Court: NSA can continue sweeping phone data collection (Video)
The Foreign Intelligence Surveillance Court has granted the National Security Agency (NSA) permission to continue its collection of records on all U.S. phone calls.
The Office of the Director of National Intelligence announced the court’s approval in a statement late Friday. The court authorizes the program for only limited time periods and requires that the government submit new requests every several months for re-authorization.
{mosads}The existence of the bulk phone data collection was one of the most controversial revelations from the leaks by Edward Snowden.
The NSA uses the program to collect records such as phone numbers, call times and call durations on all U.S. phone calls—but not the contents of any conversations, according to the administration.
The NSA collects the records from the phone companies and compiles them in a massive database. NSA analysts are only allowed to search the database if there is a “reasonable, articulable suspicion” that a phone number is connected to terrorism.
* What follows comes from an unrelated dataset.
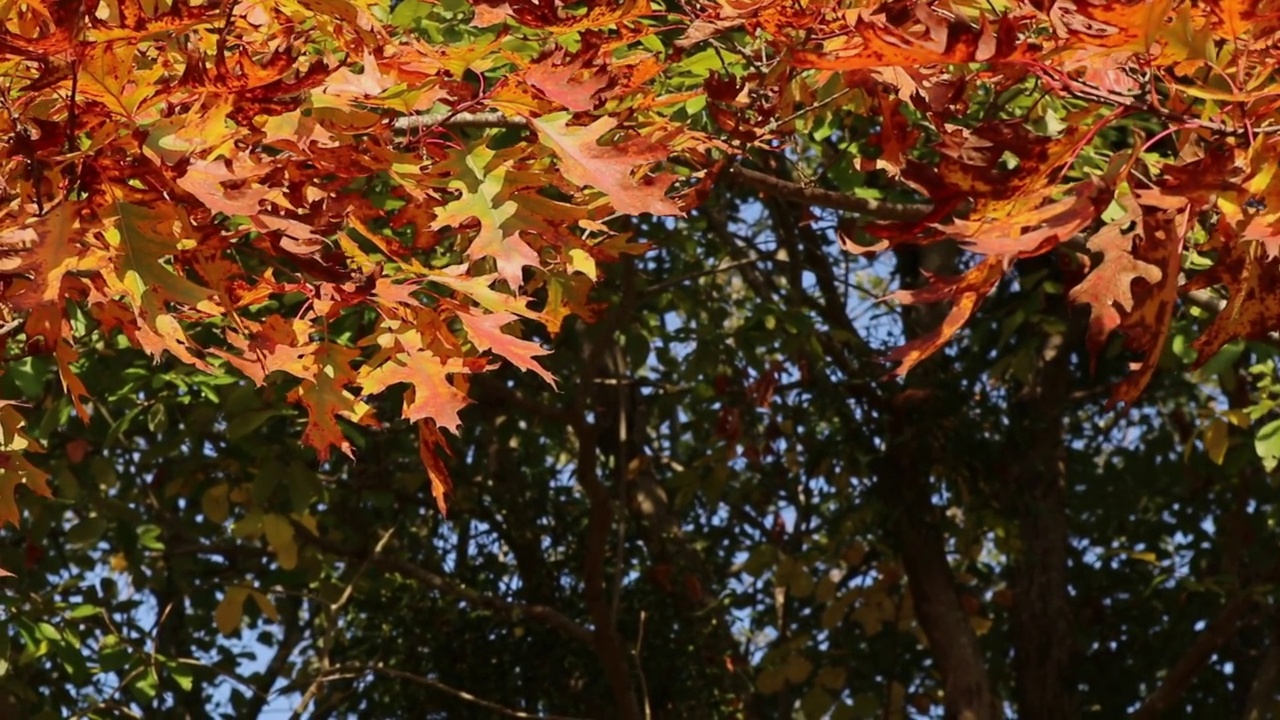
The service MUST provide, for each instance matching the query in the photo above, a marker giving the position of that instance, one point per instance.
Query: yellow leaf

Shawn Turner, a spokesman for Director of National Intelligence James Clapper, said the office decided to announce the court decision, which is usually kept secret, “in light of the significant and continuing public interest in the telephony metadata collection program.”
Numerous lawmakers have expressed outrage at the NSA’s collection of records of millions of Americans who are not suspected of any wrongdoing.
Sen. Patrick Leahy (D-Vt.), the chairman of the Senate Judiciary Committee, and Rep. Jim Sensenbrenner (R-Wis.), the original author of the Patriot Act, are working on legislation that would prohibit the NSA from conducting bulk data collection.
“While I appreciate the recent efforts by the Court and the administration to be more transparent, it is clear that transparency alone is not enough,” Leahy said in a statement. “There is growing bipartisan consensus that the law itself needs to be changed in order to restrict the ability of the government to collect the phone records of millions of law-abiding Americans.”
—Updated at 9:34 p.m.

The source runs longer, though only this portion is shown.